Honolulu’s new climate chief is focusing on practical programs rather than broad plans. Dr. Kealoha Fox, who leads the City and County of Honolulu’s Office of Climate Change, Sustainability and Resiliency, is prioritizing heat relief, local food resilience, housing energy upgrades, and youth engagement. She says these efforts are intended to provide measurable help to families. The focus is on steps residents can use now rather than long-term policy debates.

Mayor Rick Blangiardi tapped Fox for the job in December, and she has described her approach as “people first,” centering projects that ease immediate pressure on residents. In a profile from Honolulu Star-Advertiser, she framed the position as a sense of purpose rather than a conventional job. That story also notes she is the first woman and Native Hawaiian to lead the city office.

The city’s official resilience website lists Fox as the office’s executive director and chief resilience officer, according to Resilience Office records. The online staff roster lays out the teams, programs and contact points that will anchor its community work, underscoring a shift from internal planning to more direct outreach and program delivery.

Fox’s connection to the office predates her promotion. She advocated for its creation through a 2016 charter amendment and later joined its leadership team in late 2024. Hawaiʻi Public Radio reported on her earlier appointment as deputy director and noted that the office has been rolling out tools such as an equity “screener” and a community survey to set priorities. Staff say that public input from those efforts is intended to steer which neighborhood projects rise to the top for funding.

Keep Cool Oʻahu Helps Residents Beat The Heat

One of the clearest early pushes is the Keep Cool Oʻahu outreach campaign, which offers downloadable heat safety materials and short videos tailored to frontline communities. According to the campaign description from the Resilience Office, the materials include brochures in Ilocano, Tagalog, Chuukese and Marshallese, along with outreach aimed at keiki, kūpuna and outdoor workers. The resources are designed to give residents practical steps to stay safe as hot, humid days become more common across the island.

Food Systems Plan, Housing And Youth Programs Aim To Shore Up Access

Fox told the paper the office’s forthcoming Oʻahu Food Systems Plan will serve as a roadmap for local food security and resilience, and it is expected to open for public comment in May 2026. Honolulu Star-Advertiser reports the plan will tackle pests and supply chain risks, including discussion of the coconut rhinoceros beetle, and promote investments such as planting more native trees to bolster local agriculture.

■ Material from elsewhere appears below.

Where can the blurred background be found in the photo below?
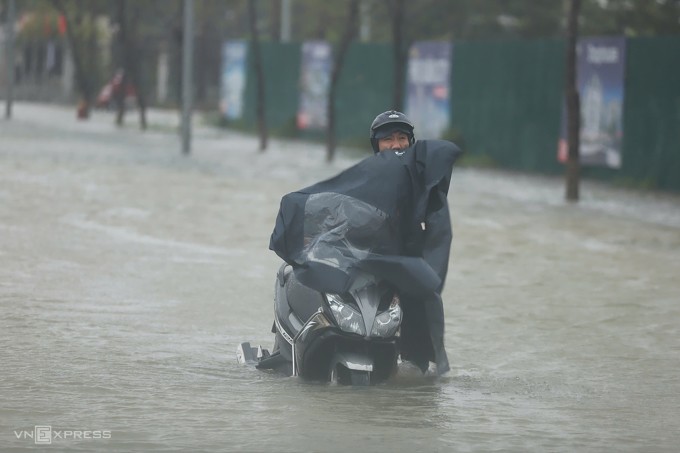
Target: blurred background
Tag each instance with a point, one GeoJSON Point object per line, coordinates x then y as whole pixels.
{"type": "Point", "coordinates": [129, 271]}
{"type": "Point", "coordinates": [487, 74]}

The same reporting notes the office is piloting youth projects for residents ages 15 to 24, exploring affordable housing retrofit programs aimed at lowering utility costs and has held outreach sessions about flood insurance for residents in mapped flood zones. In other words, Fox’s agenda stretches from the dinner table to the electric bill and all the way to the next generation, but the through line is the same: keep the work grounded in what local families say they need most.